Moral beauty is also closely tied to hope. When we avoid reducing hope to a kind of magical wish fulfillment or optimistic expectation, it crystallizes instead as an inner strength. Hope is there when we act on behalf of what is good, right, and just. Especially when optimism is low and magic seems in short supply. The drive to do the right thing no matter the consequences is a deep form of hope. It requires that we affirm that something matters more deeply than the present moment and more fully than our own comfort. How lovely that we are awed to see this in the actions of others. How amazing that we seem wired to respect and esteem courage, sacrifice, and commitment to justice.

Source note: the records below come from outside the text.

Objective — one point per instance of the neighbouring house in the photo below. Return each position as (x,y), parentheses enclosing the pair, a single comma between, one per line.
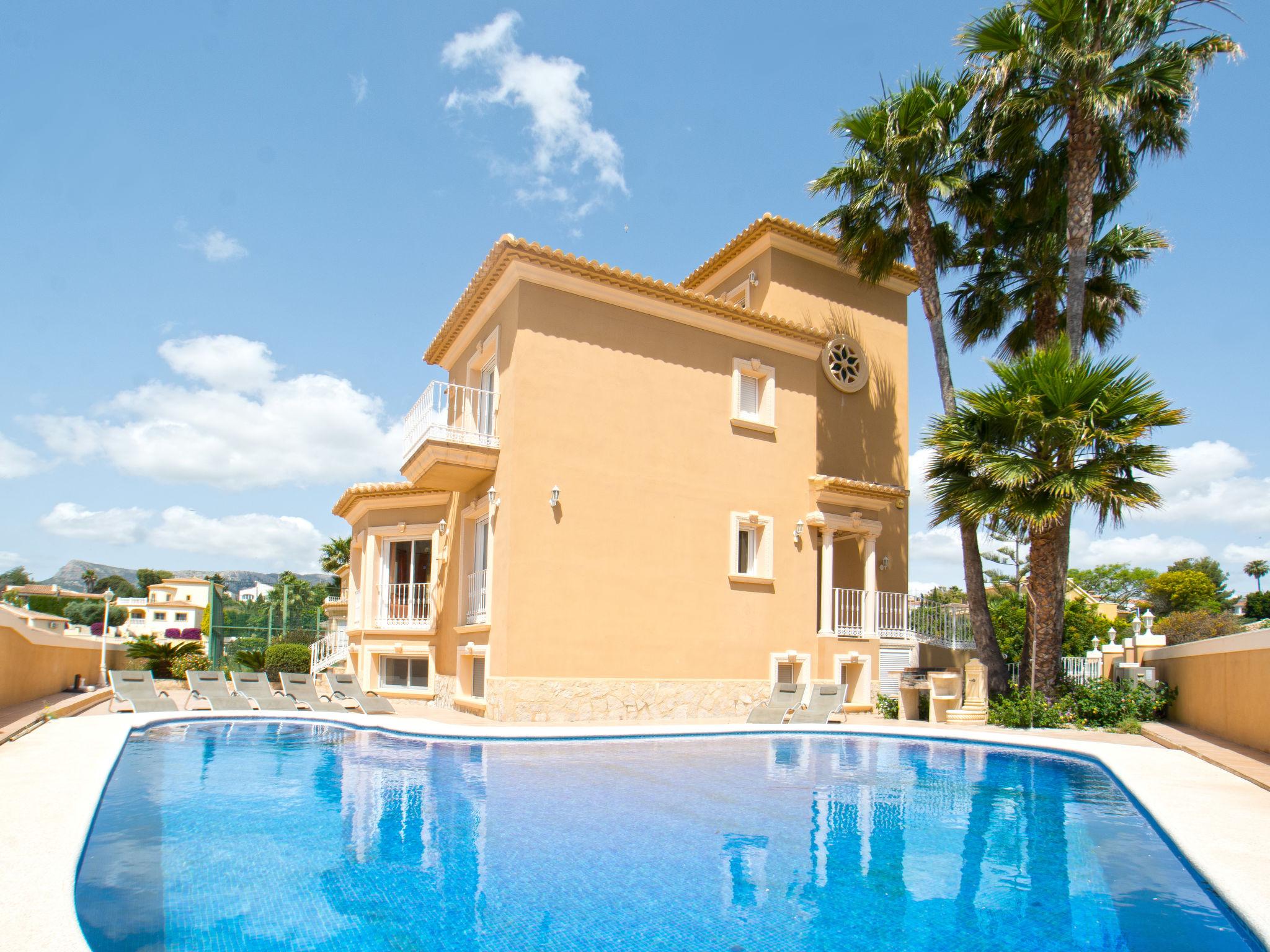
(631,498)
(254,592)
(172,603)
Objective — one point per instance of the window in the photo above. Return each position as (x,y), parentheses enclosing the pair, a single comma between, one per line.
(404,673)
(751,558)
(753,395)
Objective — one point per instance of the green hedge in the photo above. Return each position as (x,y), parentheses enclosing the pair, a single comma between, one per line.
(286,658)
(1099,703)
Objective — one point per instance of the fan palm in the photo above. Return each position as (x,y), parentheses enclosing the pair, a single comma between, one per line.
(1099,74)
(904,154)
(1258,569)
(1053,433)
(159,655)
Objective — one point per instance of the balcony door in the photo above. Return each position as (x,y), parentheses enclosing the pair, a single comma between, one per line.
(408,573)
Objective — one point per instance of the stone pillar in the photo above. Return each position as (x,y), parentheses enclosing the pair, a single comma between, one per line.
(870,602)
(827,582)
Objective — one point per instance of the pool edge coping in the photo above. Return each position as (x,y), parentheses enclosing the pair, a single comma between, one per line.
(1150,786)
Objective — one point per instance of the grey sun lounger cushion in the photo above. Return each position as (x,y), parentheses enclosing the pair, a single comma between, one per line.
(303,690)
(346,685)
(138,689)
(255,685)
(826,701)
(785,699)
(211,687)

This doesn’t mean we won’t disagree about what those ultimate values are. But it does mean that we are pretty good at weeding out the cranks—those who are clearly acting out of pure self-interest, expedience, or greed—no matter how loudly they pretend to be acting for a greater good. It also means that we have a target at which to aim as we judge our own actions. We can try to exhibit more moral beauty and therefore more cause for awe as we make choices in difficult circumstances.
I’ve begun keeping an informal list of awesome examples of moral beauty around me. There’s plenty to be dismayed about right now. But there are also plenty of quiet heroes showing us the way.